I grappled with another aspect of loss, one that is more abstract – this odd notion of finding a new identity distinct from the individual you lost. After each death, I changed dramatically. I had to. I had to gauge who I was – independent of my dynamic, highly visible and successful parents and then again, from my sister. Apart from my own children and husband, she was the brightest star in my constellation. I realized how often we draft by our associations and use the work of our beloveds to feather our own identity or to leap frog over own psychic wastelands. Appropriation is part of human nature, but it is vital work to parse what is yours and what is acquiesced. And sometimes these distinctions cannot be teased apart. After a years of fumbling, I feel like a completely different soul, but few, save my husband and close friends, really understand the extent of this sea change.
As I hiked, I felt Heather everywhere. Heather always found the mystery and joy in the quotidian, like walking: being present in a conversation, rowing on Lake Lady Bird in her hometown of Austin, the spark of good poetry, and her innovative cooking. And especially in the laughter and company of her friends and family.

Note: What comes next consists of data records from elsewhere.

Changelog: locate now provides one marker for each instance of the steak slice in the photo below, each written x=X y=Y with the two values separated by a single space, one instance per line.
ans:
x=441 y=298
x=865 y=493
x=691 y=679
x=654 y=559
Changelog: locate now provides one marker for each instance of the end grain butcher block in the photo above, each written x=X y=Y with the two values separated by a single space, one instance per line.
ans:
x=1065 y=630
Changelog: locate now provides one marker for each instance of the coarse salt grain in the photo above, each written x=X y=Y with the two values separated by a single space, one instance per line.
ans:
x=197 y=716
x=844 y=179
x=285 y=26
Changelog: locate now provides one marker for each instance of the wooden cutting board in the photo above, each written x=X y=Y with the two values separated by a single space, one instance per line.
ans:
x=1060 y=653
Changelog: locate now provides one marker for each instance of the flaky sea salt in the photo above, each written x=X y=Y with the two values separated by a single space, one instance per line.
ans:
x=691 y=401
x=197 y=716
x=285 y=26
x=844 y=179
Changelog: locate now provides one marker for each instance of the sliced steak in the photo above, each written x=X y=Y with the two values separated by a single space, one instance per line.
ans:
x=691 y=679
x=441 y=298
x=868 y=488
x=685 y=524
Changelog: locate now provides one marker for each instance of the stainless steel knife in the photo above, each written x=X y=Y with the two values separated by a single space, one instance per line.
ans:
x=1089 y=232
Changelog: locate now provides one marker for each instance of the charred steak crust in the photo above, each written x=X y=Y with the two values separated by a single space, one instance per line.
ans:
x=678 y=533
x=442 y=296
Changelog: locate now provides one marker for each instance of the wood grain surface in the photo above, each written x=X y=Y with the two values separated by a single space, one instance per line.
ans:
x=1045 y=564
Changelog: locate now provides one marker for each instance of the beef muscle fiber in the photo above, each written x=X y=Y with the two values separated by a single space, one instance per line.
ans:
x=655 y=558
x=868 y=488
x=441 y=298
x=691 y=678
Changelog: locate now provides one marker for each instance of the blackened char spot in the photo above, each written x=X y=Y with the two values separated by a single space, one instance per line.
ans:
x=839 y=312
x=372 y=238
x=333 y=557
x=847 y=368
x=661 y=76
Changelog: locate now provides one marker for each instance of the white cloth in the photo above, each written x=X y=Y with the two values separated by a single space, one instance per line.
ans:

She was a prodigious reader and thinker, and used her writing to explore the particulars of many a snarled conundrum. Always with a quiet deliberation and a relentless dedication to inquiry. She had a flair for flipping her own darkness and struggle into some singular illumination for the rest of us. She wrote the following passage from a blog post for madronoranch.com during the heart of her battle with cancer:
“In recent months I’ve found that the power of Love is as startling as the force of nature. When I found that my life was as fragile as a nestling’s egg, disintegrating as I tried to pick up its shattered pieces, something appeared, an unexpected padding, to help me into a new life. The realities of death and illness, grief and anger—the possibility that this new home will fall—never stop looming. But over time the steady swooping kindnesses have built an improbable nest in which I have been, for now (and what else is there?), protected.
Despite years of thinking and reading and analyzing, I’ve been overwhelmed by the steadiness of Love’s flow, as powerful as the wind and water eroding the west Texas vastness and almost as impersonal, a force that needs an outlet, that seeks to move where it is not. I’ve stood in the midst of the swallows’ enfolding flight and seen that it continues when I step out of it.”
Before Heather became bedridden we held hands and cautiously picked over a flagstone walk to marvel at her raised beds in her Austin garden. Tick daisies, snapdragons, verbena and self-sowing sunflowers were blooming in abundance, and we delighted in the discovery of a small eggplant, as discretely hidden as a hummingbird egg. Its shape was luscious and the smooth skin had a remarkable iridescence. She turned to me and smiled: “It’s all here, isn’t it? You just have to look.”
I miss you so, beloved sister.
One of my favorite memories was listening to my musically agile sister and mother harmonize on “Love is a Rose.” They did old Neil proud. Not to mention Linda.